Pour avoir les idées un peu plus claires, observez ce billard et son reflet dans le miroir de la dualité projective [4]. Les règles du « miroir » ? Il transforme les ellipses en ellipses, les points en droites et les droites en points, et plus particulièrement les points situés sur une ellipse en droites qui frôlent une ellipse... et vice-versa ! En zoomant sur le dessin, vous remarquerez que le clou, dans le billard dual, saute de part et d’autre de l’ellipse intérieure de manière à reporter la distance à l’ellipse.

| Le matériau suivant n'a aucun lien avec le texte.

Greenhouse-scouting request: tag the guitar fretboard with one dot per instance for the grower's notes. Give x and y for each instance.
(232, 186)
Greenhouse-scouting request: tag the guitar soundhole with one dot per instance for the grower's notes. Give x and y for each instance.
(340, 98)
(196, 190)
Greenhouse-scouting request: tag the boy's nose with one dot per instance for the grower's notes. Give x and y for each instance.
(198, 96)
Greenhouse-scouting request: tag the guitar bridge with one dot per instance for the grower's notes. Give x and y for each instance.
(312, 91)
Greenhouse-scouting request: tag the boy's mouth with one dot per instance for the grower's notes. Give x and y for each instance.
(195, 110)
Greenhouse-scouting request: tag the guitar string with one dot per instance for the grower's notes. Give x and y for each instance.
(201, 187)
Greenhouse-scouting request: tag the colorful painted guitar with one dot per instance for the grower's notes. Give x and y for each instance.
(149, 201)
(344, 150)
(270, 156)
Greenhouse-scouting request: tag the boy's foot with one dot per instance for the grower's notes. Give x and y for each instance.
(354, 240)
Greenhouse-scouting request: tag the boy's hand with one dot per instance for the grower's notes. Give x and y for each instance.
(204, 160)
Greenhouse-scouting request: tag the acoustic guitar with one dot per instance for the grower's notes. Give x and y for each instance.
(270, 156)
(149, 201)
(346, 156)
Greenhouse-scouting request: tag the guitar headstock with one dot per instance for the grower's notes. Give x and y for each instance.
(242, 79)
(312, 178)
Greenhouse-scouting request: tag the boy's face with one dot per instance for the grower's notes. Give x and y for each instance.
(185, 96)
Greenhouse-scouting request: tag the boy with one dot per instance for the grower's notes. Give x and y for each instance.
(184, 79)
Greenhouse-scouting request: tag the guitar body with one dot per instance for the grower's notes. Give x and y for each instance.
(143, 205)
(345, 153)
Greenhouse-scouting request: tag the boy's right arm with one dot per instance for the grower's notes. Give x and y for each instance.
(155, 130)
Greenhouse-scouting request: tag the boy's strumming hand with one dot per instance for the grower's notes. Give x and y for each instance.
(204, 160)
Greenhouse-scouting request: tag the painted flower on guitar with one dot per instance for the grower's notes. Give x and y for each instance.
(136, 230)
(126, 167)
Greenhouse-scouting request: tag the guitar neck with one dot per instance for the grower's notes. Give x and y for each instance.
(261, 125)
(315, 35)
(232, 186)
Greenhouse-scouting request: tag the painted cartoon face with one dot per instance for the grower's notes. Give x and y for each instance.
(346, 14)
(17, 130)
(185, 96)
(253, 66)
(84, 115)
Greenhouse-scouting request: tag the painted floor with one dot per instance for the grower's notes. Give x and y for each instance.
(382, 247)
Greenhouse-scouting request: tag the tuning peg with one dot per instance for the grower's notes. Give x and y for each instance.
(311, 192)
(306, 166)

Dans un billard classique, on dit que la trajectoire se referme lorsque la boule revient à son point d’origine, et qu’elle s’apprête à repartir dans la même direction qu’au départ. Pour le billard dual, c’est quand le bâton et le clou reviennent au même endroit. Dans les deux cas, la trajectoire est entièrement déterminée par la donnée d’une droite et d’un point initiaux, et elle se referme lorsque tous deux reprennent leur position d’origine.
Comme le miroir préserve la structure, une trajectoire du billard dual se referme exactement lorsque la trajectoire correspondante du billard classique se referme, et le nombre de rebonds est alors le même. En effet, une trajectoire fermée est un ensemble de droites et de points liés d’une manière bien précise ; cette liaison n’est pas perdue lors du passage à travers le miroir, une trajectoire fermée se transforme en trajectoire fermée.
Voir Poncelet dans le billard dual
Grâce à ce billard dual, Serge Tabachnikov a découvert en 1993 une démonstration totalement nouvelle du théorème de Poncelet. Il a reconnu dans le billard dual la configuration exacte du théorème de Poncelet, en montrant que dans ce billard dual à une ellipse, il y a en fait deux ellipses.
Souvenez-vous : au début de cet article on a regardé une boule dans un billard classique, et on a vu apparaître une deuxième ellipse, inscrite dans la trajectoire. Dans le billard dual on voit également apparaître une deuxième ellipse, dessinée par les sommets de la trajectoire.
Ceci n’est pas évident du tout. Sur le dessin on dirait que les règles du miroir déformant ne sont pas respectées : deux sommets consécutifs de la trajectoire ne sont pas à égale distance de l’ellipse. L’idée de Tabachnikov a été de considérer le billard dual sous un autre point de vue, de le placer dans un cadre auquel il est très adapté : celui de la géométrie projective. Dans ce monde, la distance est différente de celle dont on a l’habitude, qui se nomme la distance euclidienne. Comme la distance euclidienne, cette nouvelle distance permet de quantifier l’éloignement entre deux points, mais d’une manière assez peu intuitive pour nous, habitants de l’espace euclidien. Cette distance, que l’on nomme la distance hyperbolique, est pourtant fondamentale en mathématique : c’est une des trois distances les plus utilisées, et elle est à l’origine de toute une branche de la géométrie.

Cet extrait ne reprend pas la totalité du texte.